Tom Bombadil lives in the Old Forest with his wife Goldberry, entwined with nature, full of joy, always singing. Inconceivably ancient, he goes about his business unaffected by humans, elves, dwarves or hobbits, though he sometimes helps if needed. The One Ring, symbol of ultimate power which fills everyone else with fear or desire, means nothing to him.
Tom is a friend of nature and the earth, perhaps a personification of them, and he’s a friend of the Ents, the great, wise, slow-moving and utterly convincing tree people. (Those who think ‘tree hugging’ is funny haven’t done it right. Each tree is different; you can feel this if you try.)
“C’mon!” you say impatiently (unless you love Tom Bombadil), “There are no Squid in this!”
Alright, alright, I’m getting to it.

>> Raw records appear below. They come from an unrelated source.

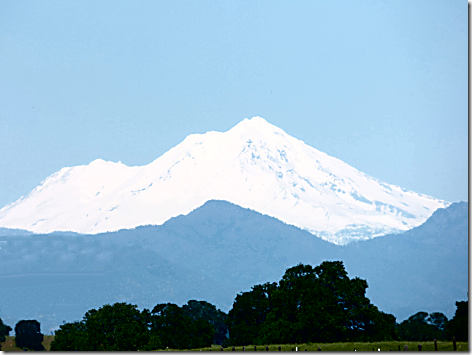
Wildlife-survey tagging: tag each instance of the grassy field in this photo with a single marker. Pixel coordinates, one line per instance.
(383, 346)
(9, 345)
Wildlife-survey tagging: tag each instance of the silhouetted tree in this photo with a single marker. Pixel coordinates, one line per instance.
(458, 326)
(118, 327)
(28, 335)
(4, 331)
(206, 311)
(70, 337)
(420, 327)
(320, 304)
(171, 327)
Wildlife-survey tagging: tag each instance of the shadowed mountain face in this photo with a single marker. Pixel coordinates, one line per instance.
(218, 251)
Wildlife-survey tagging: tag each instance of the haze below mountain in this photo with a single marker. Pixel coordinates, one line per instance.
(217, 251)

Tom has a string of ponies. The lead pony — the wisest, cleverest, most magical of them all — is called Fatty Lumpkin. And the anonymous orange cat from The Life and Times of Halycon Sage, stepping up as a major character in this new book, is his namesake: Fatty Lumpkin, as clever a cat as ever walked the Earth Plane.
If this isn’t a close enough connection for you, Tom would be down with our characters’ core mission of saving the lovely Planet Earth. We’re all on the same side here. Except for a couple of villains.
Hasta luego. Catch you on the flip side.